It’s a wild kingdom in my backyard. First, this fox appeared. Since spotting him, I’ve been trying to convince my daughter that this is a pretty clear sign that keeping pet ducks is not a good idea. So far, she’s not buying it. It’s true the fox hasn’t done a thing about the fat, lumbering groundhogs that have taken up residence under the barn and run-in shed. We saw our adopted kitty lurking around one of the huge holes they’ve made, but at half their size, I can’t imagine what she could possibly do to deter them from their destructive burrowing.
And then there are the deer. Recently, a whole herd of deer has been camping out in my backyard. Today I counted ten of them. Just looking at them makes me feel itchy. Almost every one in my family has been treated for Lyme Disease at one time or another, thanks to deer ticks. Once my husband stopped his car to let a deer cross the road. Instead of saying “thank you” and going on his merry way, the deer rammed into the car and put a huge dent in it. Furthermore: I find their eating habits deplorably rude. The yard is lush with weeds. I wouldn’t mind one bit if they ate those, but instead, they go for the plants I’ve bought and lovingly cultivated. They treat my garden like an all you can eat salad bar. Which is all to say: I don’t like deer.

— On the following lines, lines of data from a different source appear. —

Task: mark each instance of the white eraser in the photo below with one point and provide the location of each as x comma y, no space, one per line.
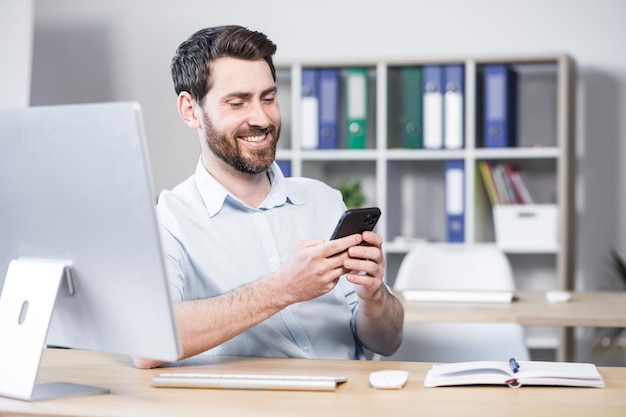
557,296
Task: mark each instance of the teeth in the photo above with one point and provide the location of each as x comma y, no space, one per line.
252,138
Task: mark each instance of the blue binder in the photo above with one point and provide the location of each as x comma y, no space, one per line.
500,110
433,107
455,201
328,89
453,107
285,167
310,108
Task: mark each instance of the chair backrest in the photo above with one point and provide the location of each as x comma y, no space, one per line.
458,267
455,267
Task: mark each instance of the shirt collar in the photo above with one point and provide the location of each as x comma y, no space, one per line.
215,195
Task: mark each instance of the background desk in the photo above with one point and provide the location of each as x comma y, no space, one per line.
132,395
530,308
595,309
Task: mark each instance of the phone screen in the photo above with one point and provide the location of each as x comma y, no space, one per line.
355,221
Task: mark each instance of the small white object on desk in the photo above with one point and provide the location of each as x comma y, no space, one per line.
557,296
388,379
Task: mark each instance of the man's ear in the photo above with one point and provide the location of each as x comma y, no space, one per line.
187,109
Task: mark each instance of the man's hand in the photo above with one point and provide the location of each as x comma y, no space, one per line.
314,268
366,264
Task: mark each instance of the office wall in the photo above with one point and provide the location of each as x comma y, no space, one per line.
88,51
17,20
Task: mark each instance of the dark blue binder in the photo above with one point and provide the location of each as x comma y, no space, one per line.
285,167
328,90
500,110
310,108
455,201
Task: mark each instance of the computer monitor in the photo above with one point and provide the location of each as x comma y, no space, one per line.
81,264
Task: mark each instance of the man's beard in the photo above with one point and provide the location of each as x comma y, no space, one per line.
228,150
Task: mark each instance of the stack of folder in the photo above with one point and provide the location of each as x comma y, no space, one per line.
503,184
500,106
320,108
432,106
321,113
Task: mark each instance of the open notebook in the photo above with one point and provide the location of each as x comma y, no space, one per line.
514,374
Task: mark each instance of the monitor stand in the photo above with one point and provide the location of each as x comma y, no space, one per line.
26,305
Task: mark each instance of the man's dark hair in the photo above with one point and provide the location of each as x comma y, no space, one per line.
191,64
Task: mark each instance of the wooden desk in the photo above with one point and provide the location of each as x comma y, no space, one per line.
595,309
132,395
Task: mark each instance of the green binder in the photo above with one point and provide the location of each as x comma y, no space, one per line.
412,107
356,107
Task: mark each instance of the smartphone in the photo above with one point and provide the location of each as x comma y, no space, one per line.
355,221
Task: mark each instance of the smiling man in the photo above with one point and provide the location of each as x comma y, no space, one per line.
250,271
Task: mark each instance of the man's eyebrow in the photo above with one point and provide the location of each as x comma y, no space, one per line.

I’m trying to live with it. It helped to read up on deer symbolism in Korean culture. Because they are beautiful and gentle (except when they are ramming into the side of a car), they are considered to be holy animals. Deer are often portrayed in Korean art as one of the ten symbols of longevity along with the sun, mountains, water, stones, clouds, pine trees, turtles, cranes, and mushrooms of immortality. They are associated with longevity because their antlers are ground up and used medicinally and because when they’re not greedily helping themselves to my garden, they are supposedly adept at finding those mushrooms of immortality. Finally, deer are associated with friendship because they travel in herds. When they move from one location to another, they turn their heads to make sure they don’t leave anyone behind. I’m not so sure I’m going to make friends with these deer, but as long as they stay in the paddock, I think we can maintain a cool civility.